Su misión es manufacturar inteligencia. Pero eso no impidió que en OpenAI se tomaran unas decisiones bastante cuestionadas. Los problemas en la firma, líder del emocionante campo de la inteligencia artificial (IA), se precipitaron el 17 de noviembre. Sam Altman, CEO y cofundador de la compañía, considerado una de las mentes más brillantes de Silicon Valley, fue despedido súbitamente por la junta directiva. La noticia cayó como una bomba en la industria.
El despido fue el primer capítulo de un vertiginoso drama que duraría cinco días. Al día siguiente dimitió el presidente de la junta, junto a otros investigadores de alto rango. Un grupo de socios importantes, entre ellos Microsoft, exigieron el reintegro de Altman. Un influyente miembro de la junta, el científico Ilya Sutskever, se opuso.
Microsoft ofreció entonces financiar una nueva división de IA avanzada, dirigida por Altman. Casi todos los 800 empleados de OpenAI amenazaron con irse si su junta no era reemplazada. La presión de los trabajadores forzó el cambio de la junta y finalmente, el martes 21, Altman volvió a su cargo.
¿Qué motivó el inesperado despido? Ha habido poca claridad al respecto, pero un factor mencionado con frecuencia es que a parte de la junta le parecía que Altman estaba avanzando demasiado rápido, desoyendo las preocupaciones de algunas voces sobre los riesgos de la IA para la humanidad. En otras palabras, a diferencia de lo que sucedería en una empresa normal, parece que a Altman lo despidieron por hacer demasiado bien su trabajo.

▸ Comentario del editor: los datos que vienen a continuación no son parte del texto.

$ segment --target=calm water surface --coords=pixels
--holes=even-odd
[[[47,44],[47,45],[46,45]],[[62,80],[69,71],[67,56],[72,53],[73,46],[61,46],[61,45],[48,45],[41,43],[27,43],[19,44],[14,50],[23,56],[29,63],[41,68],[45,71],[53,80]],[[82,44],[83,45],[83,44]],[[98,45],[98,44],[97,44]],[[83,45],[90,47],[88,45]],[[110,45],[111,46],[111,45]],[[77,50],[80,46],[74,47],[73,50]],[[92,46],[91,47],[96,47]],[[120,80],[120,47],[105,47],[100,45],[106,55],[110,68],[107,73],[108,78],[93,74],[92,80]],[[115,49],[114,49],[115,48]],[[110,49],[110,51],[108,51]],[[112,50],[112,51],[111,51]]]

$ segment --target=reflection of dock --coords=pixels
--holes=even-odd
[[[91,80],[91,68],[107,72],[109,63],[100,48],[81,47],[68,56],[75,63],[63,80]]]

Pero las empresas de IA no son empresas normales. Estamos frente a una tecnología novedosa, con un enorme potencial para beneficiar a la sociedad, y también, según los críticos, para salirse de control. Lo prudente, por tanto, es que el desarrollo de la IA se lleve a cabo bajo la tutela de directivos de las más altas cualidades tecnológicas, intelectuales y humanas. Esperemos que OpenAI y sus semejantes nunca desestimen ese principio.